Jump to main content

Public History

History is omnipresent. A wide range of institutions, media formats, and performative practices within historical culture confront us daily with historical themes and shape our perceptions of and attitudes toward the past. As history’s public presence continues to grow, there is an increasing need for cross-epochal, interdisciplinary, and academically grounded analysis, for critical engagement, and for research-based practical applications.

Public History examines the production, transformation, and reception of historical knowledge at the intersection of scholarly research and popular culture. It can thus be understood as the study of how history is communicated.
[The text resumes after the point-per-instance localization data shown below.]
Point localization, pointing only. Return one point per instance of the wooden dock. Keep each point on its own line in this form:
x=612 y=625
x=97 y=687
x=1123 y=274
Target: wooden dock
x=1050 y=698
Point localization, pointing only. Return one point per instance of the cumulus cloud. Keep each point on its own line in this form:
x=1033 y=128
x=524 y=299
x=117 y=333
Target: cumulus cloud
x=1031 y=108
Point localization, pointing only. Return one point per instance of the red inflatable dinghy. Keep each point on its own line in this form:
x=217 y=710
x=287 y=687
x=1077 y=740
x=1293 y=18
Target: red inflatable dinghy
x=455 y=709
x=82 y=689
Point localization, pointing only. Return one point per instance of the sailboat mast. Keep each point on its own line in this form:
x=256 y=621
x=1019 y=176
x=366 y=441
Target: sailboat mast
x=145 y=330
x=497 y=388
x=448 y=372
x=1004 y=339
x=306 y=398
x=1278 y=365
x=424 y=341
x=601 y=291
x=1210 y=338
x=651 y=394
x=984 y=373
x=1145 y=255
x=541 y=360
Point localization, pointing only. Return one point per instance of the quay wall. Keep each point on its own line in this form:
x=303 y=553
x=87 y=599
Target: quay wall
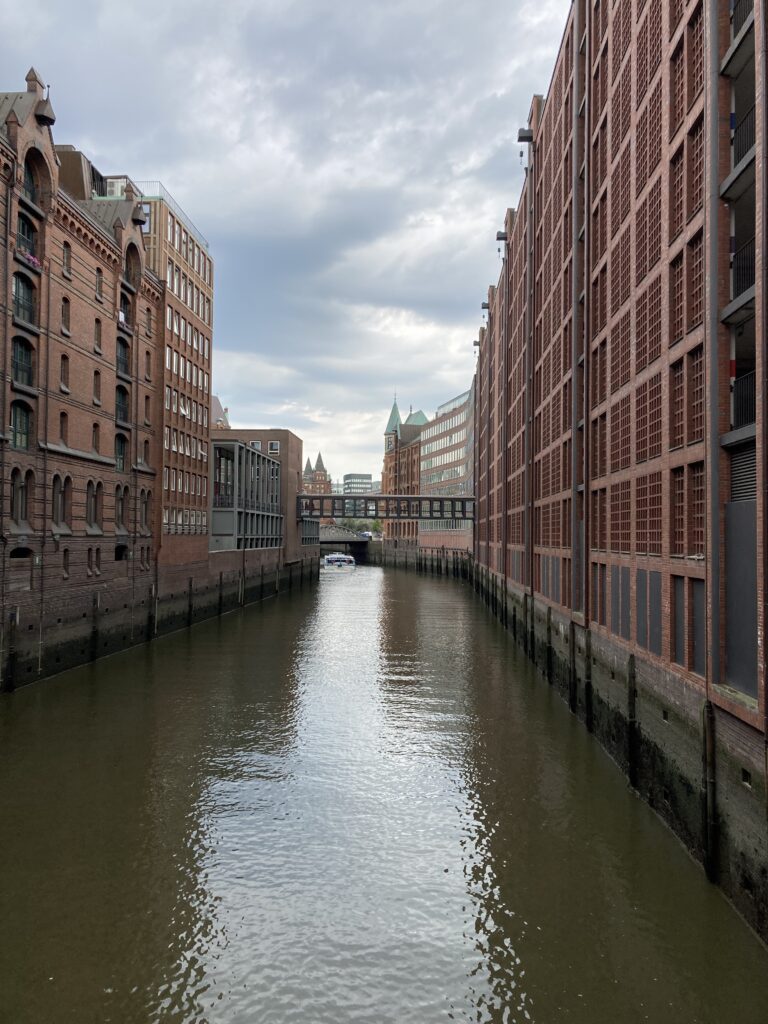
x=45 y=636
x=702 y=770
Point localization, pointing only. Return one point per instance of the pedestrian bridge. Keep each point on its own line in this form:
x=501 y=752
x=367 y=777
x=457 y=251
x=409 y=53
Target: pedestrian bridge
x=384 y=507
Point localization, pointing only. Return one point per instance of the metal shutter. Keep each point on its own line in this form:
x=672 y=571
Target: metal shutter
x=743 y=474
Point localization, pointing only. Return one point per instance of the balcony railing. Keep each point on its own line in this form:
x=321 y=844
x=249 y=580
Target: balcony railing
x=743 y=268
x=743 y=136
x=22 y=370
x=743 y=400
x=24 y=308
x=739 y=12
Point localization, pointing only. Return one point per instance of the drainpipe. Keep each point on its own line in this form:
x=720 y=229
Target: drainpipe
x=46 y=440
x=579 y=323
x=4 y=406
x=764 y=354
x=713 y=325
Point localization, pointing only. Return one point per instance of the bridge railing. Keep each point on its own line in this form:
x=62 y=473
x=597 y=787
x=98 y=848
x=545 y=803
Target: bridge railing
x=384 y=507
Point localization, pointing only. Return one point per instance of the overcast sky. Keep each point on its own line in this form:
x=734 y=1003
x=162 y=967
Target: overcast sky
x=348 y=161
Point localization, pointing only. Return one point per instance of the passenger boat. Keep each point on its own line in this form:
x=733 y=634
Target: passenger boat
x=338 y=560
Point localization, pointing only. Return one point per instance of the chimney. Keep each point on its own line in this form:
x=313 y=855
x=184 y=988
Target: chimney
x=35 y=83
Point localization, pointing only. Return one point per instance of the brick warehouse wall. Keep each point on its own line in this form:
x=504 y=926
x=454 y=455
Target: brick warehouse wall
x=91 y=622
x=608 y=445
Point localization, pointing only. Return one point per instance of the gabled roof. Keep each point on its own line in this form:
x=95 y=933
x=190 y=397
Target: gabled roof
x=394 y=419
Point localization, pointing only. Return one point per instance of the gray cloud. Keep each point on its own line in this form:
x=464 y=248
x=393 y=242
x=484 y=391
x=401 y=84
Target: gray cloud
x=349 y=163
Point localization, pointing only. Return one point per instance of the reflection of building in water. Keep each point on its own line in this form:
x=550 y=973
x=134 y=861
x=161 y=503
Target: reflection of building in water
x=121 y=912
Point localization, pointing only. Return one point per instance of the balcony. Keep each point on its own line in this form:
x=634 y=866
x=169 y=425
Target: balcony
x=742 y=266
x=24 y=309
x=743 y=400
x=741 y=305
x=741 y=49
x=741 y=176
x=22 y=371
x=743 y=136
x=739 y=12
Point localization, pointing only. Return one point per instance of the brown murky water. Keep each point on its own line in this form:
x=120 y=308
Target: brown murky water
x=356 y=804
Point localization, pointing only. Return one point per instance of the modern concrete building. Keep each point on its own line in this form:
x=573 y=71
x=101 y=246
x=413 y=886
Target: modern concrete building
x=448 y=470
x=620 y=432
x=247 y=510
x=284 y=456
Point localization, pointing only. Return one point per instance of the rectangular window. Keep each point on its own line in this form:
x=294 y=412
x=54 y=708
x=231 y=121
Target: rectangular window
x=677 y=403
x=695 y=394
x=677 y=498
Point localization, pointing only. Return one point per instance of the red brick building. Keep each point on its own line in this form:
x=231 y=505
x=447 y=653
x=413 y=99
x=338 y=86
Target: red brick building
x=620 y=494
x=401 y=469
x=446 y=469
x=82 y=329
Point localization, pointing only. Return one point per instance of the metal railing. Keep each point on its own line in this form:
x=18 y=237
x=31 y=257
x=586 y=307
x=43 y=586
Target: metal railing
x=24 y=308
x=743 y=400
x=743 y=136
x=739 y=12
x=743 y=268
x=22 y=370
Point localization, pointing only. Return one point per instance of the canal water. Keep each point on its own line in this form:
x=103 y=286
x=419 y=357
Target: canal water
x=353 y=804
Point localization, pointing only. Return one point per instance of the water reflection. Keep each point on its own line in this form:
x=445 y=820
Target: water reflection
x=353 y=805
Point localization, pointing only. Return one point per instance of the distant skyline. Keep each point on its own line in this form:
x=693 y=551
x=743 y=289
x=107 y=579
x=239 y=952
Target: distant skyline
x=348 y=163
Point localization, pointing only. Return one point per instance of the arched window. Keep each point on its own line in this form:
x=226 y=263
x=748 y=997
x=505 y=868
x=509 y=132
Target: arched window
x=120 y=503
x=27 y=238
x=20 y=425
x=17 y=497
x=22 y=363
x=122 y=414
x=67 y=502
x=121 y=450
x=57 y=512
x=124 y=357
x=24 y=299
x=30 y=182
x=90 y=504
x=124 y=316
x=132 y=272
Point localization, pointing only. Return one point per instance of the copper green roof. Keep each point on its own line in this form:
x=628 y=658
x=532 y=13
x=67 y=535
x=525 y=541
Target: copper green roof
x=417 y=419
x=394 y=419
In Cologne, Public History is pursued as a cross-epochal and interdisciplinary field of research and teaching. Research addresses, among other topics, commemorative rituals, forms of civic empowerment in the writing of one’s own history, and media strategies of historical representation. It explores processes of entanglement and transfer, as well as regional and (academic-)cultural differences.

A particular strength in Cologne lies in its wide network of cooperation partners, including museums, archives, collections, memorial sites, associations, and media institutions. The Cologne approach to Public History also enables research from a global historical perspective. It moves between diverse analog and digital forms of public history, both past and present.

Public History in Cologne serves as a key bridge to neighboring disciplines such as theatre and media studies, art history, archaeology, sociology, and anthropology, while its connections to the Digital Humanities continue to grow stronger. Through the analysis and interpretation of extra-university digital history initiatives, the field makes an innovative scholarly contribution.

These research insights inform the research-oriented study track in Public History and simultaneously provide an increasingly indispensable qualification for future teachers and professional historians alike.